For the past few years, the AI world has followed a simple rule: If you want a big language model (LLM) to solve a hard problem, build it. Chain of Thought (COT) Now. But new research University of Virginia And Google Proves that ‘thinking long’ is not the same as ‘thinking hard’.
Research team reveals that adding more tokens to a response can actually create AI Less Pure. Instead of counting words, Google researchers introduce a new measurement: Deep Thinking Ratio (DTR).

‘Token Maxing’ failure‘
Engineers often use token count as a proxy for the effort an AI puts into a task. However, the researchers found that raw token counts have an average correlation of R= -0.59 With accuracy.
This negative number means that as the model generates more text, it is more likely to be wrong. This is due to ‘overthinking’, where the model gets stuck in loops, repeating unnecessary steps, or exaggerating its mistakes. Relying on length alone wastes expensive computations on tokens with no information.
What are deep-thinking tokens?
The research team argued that the real ‘thinking’ happens inside the layers of the model, not just in the final output. When a model predicts a token, it processes the data through a series of transformer layers (l).
- Shallow Tokens: In simple terms, the model’s predictions stabilize quickly.

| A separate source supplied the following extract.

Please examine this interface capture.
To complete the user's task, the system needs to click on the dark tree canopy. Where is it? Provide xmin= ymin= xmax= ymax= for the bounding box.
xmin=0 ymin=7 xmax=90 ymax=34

The ‘guess’ doesn’t change much from layer 5 to layer 36.
- Deep Thinking Tokens: For difficult logic or math symbols, the prediction changes significantly in deeper layers.
how to measure depth
To identify these tokens, the research team uses a technique to look at the internal ‘draft’ of the model at each layer. They project to intermediate hidden states (H)t l) in the vocabulary space using the model Unembedding matrix (WYou). This produces a probability distribution (pt,l) for each layer.
then they calculate Jensen–Shannon divergence (JSD) Between the intermediate layer distribution and the final layer distribution (p.t,l):
Dt,l := jsd(pt,l || Pt,l)
one token is one symbol of deep thinking If its prediction is fixed only in the ‘late regime’ – defined by a Depth Degree (⍴). In their tests, they set ⍴= 0.85, which means that the token is stable only in the last 15% of layers.
Deep Thinking Ratio (DTR) is the percentage of these ‘hard’ tokens in the complete sequence. across models like DeepSeek-R1-70B, Qwen3-30B-ThinkingAnd GPT-OSS-120BDTR showed a strong average positive correlation r = 0.683 With accuracy.

Think@N: Better Accuracy at 50% Cost
The research team used this innovative approach to create think@nA new way to measure AI performance during inference.
Most developers use Self-Consistency (Cons@n)where they take the sample 48 Use majority voting to differentiate answers and choose the best one. This is very expensive because you have to generate one token for each answer.
Think@N changes the game by using ‘early halting’:
- The model starts generating multiple candidate answers.
- after the bus 50 prefix tokensThe system calculates DTR for each candidate.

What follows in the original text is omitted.